As women of color, we are keenly aware of the fragility of our democracy. One of us grew up in Indian Country and continually works to remedy systemic inequality, while the other was raised in Massachusetts in an earlier civil rights era and employs the tools of law and politics to promote justice. Our shared experiences make clear that equal access to voting for all eligible Americans has not been this imperiled in decades.
More than 400 anti-voting bills have been introduced in statehouses across the country this year alone, with 18 states enacting 30 laws that make it more difficult to vote. To make matters worse, the Supreme Court issued a devastating blow to the landmark Voting Rights Act (VRA), and some in Congress have blocked a comprehensive federal response to protect voters’ access to the polls.
In the midst of these unprecedented voter suppression efforts, many nonprofit and nonpartisan organizations including the Voter Participation Center (VPC) and the Center for Voter Information (CVI) refuse to give in. They have continued the vital work of registering and turning out eligible Americans to vote. The work that voting rights groups around the country do to register, inform, mobilize and turn out the New American Majority — people of color, young people and unmarried women — is an essential antidote to the current attacks on our democracy.
Some key facts: 60% of eligible voters in the U.S. are members of the New American Majority. However, a recent review of census data indicates that 70% of unregistered eligible voters are also members of this New American Majority. In hard numbers, this means that of the 63 million unregistered eligible voters in the US, 44 million are people of color, young people or unmarried women.
These census numbers make clear why some politicians are actively seeking to limit access to voting.
In the 2020 election, VPC and CVI overcame unprecedented challenges to help engage voters from the New American Majority. As a result, they helped 1.6 million people submit voter registration applications during the pandemic and enabled 4.6 million people to apply to safely vote by mail.
Together with many others, VPC and CVI are working to mobilize voters to participate in special elections, off-year elections and midterm elections this year and next. At a moment when barriers to voting are increasing, we know that programs like these — that bring democracy to people’s doors — will make an important difference.
As the new Board Chairs for the Voter Participation Center and the Center for Voter Information, we are energized and working to empower the New American Majority to get out and vote. While we will do everything we can to get voters to the ballot box or to vote by mail, we can never completely out-organize the current assault on voting and on our democracy.
That’s why VPC and CVI have joined other civic-engagement groups around the country in filing lawsuits to overturn dangerous anti-voter bills, including in Georgia and Kansas. The Georgia law seeks to aggressively fine organizations that work to sign people up to vote by mail, hoping that all vote-by-mail recruitment groups like ours simply close up shop. Likewise, the broad language of the draconian Kansas law would make it impossible for nonpartisan voter groups to engage Kansas voters in vote-by-mail efforts, unless they move their entire operation to Kansas. These dangerous laws must be stopped in their tracks.
It’s clear that we need national standards for access to voting that states must follow.
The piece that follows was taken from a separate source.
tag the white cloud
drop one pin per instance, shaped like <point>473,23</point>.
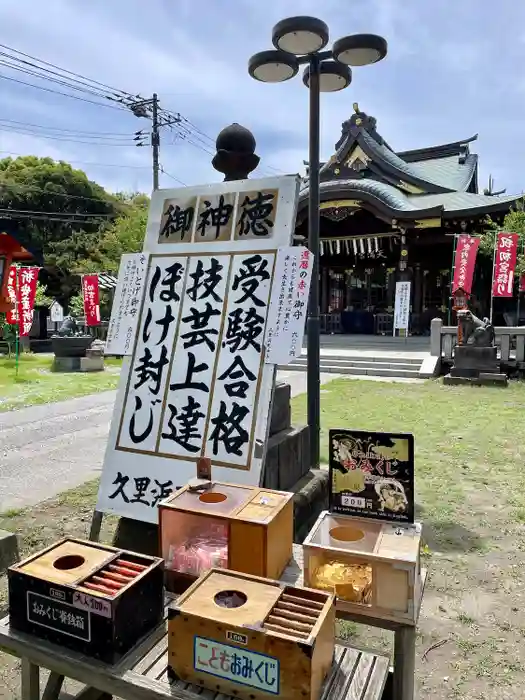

That’s why VPC and CVI are urging Congress to act now and pass the Freedom to Vote Act.
At this turning point for democracy, we encourage everyone who shares our values of wanting all eligible Americans to vote to join the fight for voting rights. We need action from every angle: legal, legislative and the robust registration and turnout of eligible voters. Fighting for our democracy requires all three approaches, and we are committed to taking this comprehensive approach to protect voting for generations to come.
Denise Juneau and Gail Leftwich Kitch are the new board chairs for the Voter Participation Center and the Center for Voter Information, respectively. Denise Juneau is the first Native woman elected to serve as Superintendent of Public Instruction for the State of Montana, the first Native superintendent in Seattle, and the first “out” LGBTQIA federal candidate in Montana. Gail Leftwich Kitch previously served as the Executive Vice President of Communications and Finance at the Voter Participation Center and was previously Executive Director of By the People.